Because it is first, candidates make numerous trips to the state and go out of their way to court Iowa voters. In memory, I can think of only once when candidates chose not to compete in Iowa and that was in 1992 when Senator Tom Harkin was running for President, who happened to be from Iowa. It also plays an outsize role in winnowing the field down and setting up the rest of the primary season. Usually, only 3-4 candidates for each side survive coming out of the caucuses for the next big election, the New Hampshire Primaries. After that, the field is usually down to 2-3 on each side, and to be President you usually have to win one or the other. Without a good Iowa showing, a candidate can expect their financial, volunteer and organizational support to dry up very quickly. Trump finished second in Iowa (to Ted Cruz) and Obama beat Hillary there in 2008.

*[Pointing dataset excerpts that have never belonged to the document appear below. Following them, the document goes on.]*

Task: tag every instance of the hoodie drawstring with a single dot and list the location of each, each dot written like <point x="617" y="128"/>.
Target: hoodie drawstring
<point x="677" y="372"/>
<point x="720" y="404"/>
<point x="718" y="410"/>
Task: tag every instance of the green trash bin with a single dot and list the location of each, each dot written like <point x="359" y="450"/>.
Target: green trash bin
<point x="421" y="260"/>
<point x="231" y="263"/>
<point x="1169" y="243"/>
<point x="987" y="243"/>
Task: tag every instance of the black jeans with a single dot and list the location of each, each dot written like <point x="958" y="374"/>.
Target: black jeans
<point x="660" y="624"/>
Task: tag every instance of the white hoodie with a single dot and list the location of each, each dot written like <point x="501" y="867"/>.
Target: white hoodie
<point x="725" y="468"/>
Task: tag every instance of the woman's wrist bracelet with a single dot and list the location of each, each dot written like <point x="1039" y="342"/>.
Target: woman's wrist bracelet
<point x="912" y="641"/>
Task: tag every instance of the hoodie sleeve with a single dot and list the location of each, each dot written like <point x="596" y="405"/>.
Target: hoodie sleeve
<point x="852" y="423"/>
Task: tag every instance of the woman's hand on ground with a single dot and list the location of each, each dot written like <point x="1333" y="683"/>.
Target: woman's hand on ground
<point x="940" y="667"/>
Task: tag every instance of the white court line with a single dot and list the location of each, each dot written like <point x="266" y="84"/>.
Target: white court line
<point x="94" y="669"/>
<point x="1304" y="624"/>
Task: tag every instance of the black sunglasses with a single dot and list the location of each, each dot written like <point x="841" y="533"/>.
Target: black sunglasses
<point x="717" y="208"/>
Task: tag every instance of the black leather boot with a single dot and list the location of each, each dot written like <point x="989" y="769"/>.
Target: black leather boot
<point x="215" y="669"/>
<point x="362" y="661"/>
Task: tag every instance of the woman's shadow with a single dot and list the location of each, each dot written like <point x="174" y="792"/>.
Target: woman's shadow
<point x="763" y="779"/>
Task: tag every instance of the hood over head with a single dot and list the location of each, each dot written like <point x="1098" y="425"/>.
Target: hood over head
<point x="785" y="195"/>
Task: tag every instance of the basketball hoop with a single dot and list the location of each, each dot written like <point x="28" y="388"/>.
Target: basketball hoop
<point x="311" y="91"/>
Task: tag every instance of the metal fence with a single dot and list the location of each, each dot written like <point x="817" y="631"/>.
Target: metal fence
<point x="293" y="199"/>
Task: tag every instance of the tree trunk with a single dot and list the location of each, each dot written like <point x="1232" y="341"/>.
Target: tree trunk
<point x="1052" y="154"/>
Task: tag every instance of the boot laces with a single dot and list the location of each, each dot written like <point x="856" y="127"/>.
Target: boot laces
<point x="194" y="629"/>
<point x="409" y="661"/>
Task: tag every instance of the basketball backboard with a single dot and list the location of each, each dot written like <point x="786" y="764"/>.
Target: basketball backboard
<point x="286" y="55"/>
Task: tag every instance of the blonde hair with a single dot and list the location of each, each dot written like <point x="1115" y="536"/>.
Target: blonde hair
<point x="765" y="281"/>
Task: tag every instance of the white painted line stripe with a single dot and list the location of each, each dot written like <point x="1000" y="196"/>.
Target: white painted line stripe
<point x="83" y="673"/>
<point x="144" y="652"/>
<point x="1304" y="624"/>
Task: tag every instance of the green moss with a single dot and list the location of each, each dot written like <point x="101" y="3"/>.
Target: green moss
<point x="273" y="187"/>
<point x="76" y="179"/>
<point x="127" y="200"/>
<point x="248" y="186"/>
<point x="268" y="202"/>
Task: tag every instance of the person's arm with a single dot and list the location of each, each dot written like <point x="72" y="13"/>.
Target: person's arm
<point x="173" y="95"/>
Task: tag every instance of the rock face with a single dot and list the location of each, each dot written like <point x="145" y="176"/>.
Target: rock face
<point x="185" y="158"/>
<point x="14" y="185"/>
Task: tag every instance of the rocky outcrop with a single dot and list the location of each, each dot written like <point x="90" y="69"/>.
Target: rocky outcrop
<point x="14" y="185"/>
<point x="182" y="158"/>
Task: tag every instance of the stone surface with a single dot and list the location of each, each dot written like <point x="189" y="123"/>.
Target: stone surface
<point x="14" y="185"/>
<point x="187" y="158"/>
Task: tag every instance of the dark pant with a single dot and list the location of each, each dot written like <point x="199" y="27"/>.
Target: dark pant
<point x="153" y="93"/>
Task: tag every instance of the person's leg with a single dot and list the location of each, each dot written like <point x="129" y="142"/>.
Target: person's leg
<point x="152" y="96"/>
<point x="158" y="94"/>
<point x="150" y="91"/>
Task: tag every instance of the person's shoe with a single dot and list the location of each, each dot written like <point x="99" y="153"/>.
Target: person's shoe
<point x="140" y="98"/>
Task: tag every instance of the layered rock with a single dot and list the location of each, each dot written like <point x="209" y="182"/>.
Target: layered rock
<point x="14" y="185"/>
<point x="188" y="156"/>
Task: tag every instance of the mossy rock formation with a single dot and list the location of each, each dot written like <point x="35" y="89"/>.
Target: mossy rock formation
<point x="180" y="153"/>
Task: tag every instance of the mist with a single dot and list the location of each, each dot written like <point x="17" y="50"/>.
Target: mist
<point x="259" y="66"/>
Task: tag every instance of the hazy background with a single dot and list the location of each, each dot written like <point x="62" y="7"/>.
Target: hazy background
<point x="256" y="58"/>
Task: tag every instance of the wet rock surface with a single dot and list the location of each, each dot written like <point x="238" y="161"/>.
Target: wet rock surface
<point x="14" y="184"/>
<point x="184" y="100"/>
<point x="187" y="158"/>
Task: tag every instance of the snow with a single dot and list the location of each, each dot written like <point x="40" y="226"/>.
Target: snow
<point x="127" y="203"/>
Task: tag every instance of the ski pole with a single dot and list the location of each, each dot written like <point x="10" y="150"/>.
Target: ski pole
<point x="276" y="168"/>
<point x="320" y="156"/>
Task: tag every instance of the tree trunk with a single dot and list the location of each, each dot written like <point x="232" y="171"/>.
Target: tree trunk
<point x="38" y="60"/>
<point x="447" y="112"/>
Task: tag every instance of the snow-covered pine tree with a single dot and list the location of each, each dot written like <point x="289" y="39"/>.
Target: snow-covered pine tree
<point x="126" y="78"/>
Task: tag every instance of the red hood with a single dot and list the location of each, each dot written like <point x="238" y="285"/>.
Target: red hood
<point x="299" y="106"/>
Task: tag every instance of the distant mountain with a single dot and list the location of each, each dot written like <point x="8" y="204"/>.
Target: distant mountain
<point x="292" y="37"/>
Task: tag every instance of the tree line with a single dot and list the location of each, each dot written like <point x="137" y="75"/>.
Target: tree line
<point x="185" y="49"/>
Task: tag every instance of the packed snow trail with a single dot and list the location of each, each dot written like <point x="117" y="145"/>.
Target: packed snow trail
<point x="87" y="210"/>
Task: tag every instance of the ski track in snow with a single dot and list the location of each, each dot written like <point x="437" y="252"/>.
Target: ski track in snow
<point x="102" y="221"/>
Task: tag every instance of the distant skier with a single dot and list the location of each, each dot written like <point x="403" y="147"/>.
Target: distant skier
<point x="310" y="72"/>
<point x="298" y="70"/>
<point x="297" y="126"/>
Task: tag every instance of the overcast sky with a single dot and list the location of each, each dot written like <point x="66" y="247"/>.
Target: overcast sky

The exemplary state newspaper, and one of our favorite news organizations period, the Des Moines Register has a page monitoring candidate’s appearances and events in the state. You can find it here (IOWA CAMPAIGN SCHEDULE). You can check the schedule by candidate, location and party. It’s definitely worth your time. As more candidates announce and start having campaign events, we’ll check in from time to time, perhaps even posting about some of the larger events. We strongly encourage those with a favorite candidate to do so.